12 - Paris : Folie peureuse

À ton ami, dis-lui le mensonge,

et s'il garde le secret, dis-lui la vérité.

PROVERBE PORTUGAIS

MERCREDI 26 DÉCEMBRE

11 : 46

IRIS

— Barre-toi !

Iris s'approcha plus près de la porte, il fallait qu'elle parle à cet homme. Lui seul pouvait l'aider à en apprendre plus sur Nathalie. Presque collée au battant, l'odeur du vernis de bois neuf assaillant ses narines, elle tenta de nouveau :

— Je veux juste entendre ce que vous avez à dire.

— J'ai rien à te dire !

— Vous en voulez à Nathalie, et à moi aussi mais... Je ne la connais pas. À part tout à l'heure devant votre maison, elle a toujours fait semblant que tout était normal. S'il vous plaît, je vous demande juste de m'expliquer le problème...

— Le problème ? s'égosilla l'homme en tapant derrière la porte. Tu veux savoir le problème ? C'est toi, toi et l'autre folle, et son pseudo fils. Vous trois vous formez une belle équipe... Tous aussi lâche les uns que les autres !

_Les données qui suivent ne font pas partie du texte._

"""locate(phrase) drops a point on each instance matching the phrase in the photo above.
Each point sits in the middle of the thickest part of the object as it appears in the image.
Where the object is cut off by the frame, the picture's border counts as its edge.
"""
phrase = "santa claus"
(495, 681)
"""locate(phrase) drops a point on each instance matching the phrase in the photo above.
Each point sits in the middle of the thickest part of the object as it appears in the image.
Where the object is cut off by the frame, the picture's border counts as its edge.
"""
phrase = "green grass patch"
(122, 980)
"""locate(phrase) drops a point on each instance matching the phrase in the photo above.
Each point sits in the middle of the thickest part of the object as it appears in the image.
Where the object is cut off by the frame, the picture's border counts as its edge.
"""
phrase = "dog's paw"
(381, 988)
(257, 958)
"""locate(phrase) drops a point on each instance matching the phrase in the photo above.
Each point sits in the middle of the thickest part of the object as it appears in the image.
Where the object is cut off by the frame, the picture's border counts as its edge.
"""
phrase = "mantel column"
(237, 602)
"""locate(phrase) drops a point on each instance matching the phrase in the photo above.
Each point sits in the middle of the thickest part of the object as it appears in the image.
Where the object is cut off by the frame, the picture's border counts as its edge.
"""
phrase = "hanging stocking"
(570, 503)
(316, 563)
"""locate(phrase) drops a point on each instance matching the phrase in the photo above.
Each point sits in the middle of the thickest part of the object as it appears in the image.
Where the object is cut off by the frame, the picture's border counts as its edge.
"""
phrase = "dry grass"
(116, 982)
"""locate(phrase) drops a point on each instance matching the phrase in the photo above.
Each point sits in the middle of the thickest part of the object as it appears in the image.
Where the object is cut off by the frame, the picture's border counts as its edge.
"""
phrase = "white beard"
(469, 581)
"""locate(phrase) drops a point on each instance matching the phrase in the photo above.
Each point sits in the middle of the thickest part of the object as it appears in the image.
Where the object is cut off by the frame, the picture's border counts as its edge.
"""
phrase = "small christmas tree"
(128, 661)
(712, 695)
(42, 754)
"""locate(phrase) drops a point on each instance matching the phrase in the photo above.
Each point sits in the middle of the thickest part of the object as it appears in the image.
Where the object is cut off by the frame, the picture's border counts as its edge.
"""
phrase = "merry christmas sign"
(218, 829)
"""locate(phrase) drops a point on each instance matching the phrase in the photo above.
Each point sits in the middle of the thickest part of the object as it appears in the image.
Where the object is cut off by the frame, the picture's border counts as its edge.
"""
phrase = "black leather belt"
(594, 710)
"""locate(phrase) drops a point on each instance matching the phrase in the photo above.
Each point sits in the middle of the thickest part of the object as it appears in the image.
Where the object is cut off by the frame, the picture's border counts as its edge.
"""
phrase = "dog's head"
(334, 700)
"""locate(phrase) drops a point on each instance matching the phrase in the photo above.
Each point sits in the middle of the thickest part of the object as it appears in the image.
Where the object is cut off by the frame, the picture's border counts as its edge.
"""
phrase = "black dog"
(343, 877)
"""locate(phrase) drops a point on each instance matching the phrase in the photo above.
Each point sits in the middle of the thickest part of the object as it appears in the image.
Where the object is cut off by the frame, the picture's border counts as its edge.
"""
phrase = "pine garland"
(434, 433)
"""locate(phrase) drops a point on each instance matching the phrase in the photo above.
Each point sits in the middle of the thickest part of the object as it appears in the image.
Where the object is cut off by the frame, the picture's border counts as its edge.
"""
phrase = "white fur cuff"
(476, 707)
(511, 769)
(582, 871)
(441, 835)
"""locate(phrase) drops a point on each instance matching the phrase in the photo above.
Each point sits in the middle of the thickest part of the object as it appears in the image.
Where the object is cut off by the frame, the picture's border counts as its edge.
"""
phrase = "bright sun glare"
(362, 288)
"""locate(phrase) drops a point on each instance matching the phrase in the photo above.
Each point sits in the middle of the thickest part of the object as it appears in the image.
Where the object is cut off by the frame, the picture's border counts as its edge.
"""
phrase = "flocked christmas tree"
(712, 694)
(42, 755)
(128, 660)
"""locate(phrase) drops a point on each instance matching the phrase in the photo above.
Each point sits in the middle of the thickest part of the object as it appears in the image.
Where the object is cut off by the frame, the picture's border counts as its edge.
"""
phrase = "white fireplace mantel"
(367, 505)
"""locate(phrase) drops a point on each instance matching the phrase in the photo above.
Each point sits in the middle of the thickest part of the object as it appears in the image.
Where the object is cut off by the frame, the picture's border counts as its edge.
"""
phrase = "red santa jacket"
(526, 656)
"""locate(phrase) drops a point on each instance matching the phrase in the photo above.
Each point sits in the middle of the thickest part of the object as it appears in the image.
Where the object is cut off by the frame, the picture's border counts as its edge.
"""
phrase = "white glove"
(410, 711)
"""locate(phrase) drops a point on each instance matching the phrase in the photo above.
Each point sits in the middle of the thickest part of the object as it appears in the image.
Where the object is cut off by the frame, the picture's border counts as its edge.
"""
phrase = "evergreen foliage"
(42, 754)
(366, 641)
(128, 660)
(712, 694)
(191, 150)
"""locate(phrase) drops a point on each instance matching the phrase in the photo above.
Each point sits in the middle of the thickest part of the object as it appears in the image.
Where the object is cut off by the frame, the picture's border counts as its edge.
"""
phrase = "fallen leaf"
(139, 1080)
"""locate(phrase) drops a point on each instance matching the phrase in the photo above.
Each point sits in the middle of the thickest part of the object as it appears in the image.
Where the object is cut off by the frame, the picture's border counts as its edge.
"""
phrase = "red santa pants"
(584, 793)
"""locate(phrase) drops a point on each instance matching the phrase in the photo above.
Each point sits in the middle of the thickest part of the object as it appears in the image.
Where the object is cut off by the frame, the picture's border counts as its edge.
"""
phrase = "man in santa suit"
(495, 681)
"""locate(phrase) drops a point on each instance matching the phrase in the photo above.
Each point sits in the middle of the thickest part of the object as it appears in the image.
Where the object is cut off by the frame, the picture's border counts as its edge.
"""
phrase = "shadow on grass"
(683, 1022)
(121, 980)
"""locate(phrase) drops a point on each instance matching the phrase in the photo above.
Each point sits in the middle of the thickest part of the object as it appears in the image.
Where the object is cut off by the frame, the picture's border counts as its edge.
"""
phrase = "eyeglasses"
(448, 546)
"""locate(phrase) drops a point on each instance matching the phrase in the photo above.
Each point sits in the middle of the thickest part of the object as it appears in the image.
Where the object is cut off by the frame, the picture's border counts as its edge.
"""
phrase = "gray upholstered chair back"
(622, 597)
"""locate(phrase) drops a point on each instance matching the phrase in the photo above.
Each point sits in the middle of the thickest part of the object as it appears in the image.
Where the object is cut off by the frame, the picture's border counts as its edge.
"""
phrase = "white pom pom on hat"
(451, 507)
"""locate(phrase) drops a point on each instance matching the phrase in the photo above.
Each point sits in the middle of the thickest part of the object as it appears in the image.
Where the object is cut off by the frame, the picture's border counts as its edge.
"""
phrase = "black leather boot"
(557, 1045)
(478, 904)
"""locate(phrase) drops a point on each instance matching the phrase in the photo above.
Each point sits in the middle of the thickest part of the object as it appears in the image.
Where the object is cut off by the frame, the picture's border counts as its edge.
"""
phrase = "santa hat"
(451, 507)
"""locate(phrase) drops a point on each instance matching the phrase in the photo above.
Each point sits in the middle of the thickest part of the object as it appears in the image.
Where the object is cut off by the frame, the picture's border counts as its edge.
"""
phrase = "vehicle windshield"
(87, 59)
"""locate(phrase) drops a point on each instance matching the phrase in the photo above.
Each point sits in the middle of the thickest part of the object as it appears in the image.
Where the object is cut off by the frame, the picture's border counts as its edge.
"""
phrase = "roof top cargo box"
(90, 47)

Pseudo fils. Parlait-il d'Aaron ? Pourquoi pas de Marie ? Quel rapport y avait-il entre eux ?

— Monsieur...

— Je ne te répondrai plus ! Je... je pourrais être dangereux. Barre-toi !

Des pas lourds résonnèrent à l'intérieur. Elle avait une clé, une solution qui lui échappait. Une image lui sauta à l'esprit. Des clichés. Ce front blond. Cet époux qui serrait Nathalie dans ces bras. Ce profil familier qu'elle retrouvait dans celui qu'elle entrevit rapidement sur cet homme. Athaïs devait être le père du petit garçon, et peut-être même celui de Marie.

— Alors, parlez-moi de votre fils.

Silence. Elle touchait le point faible. Les pas se firent entendre en sens inverse. La porte s'ouvrit. Le visage déconfit de l'homme apparut sur le seuil. Il portait une chemise à carreaux terne sur laquelle était épinglé un cristal marron.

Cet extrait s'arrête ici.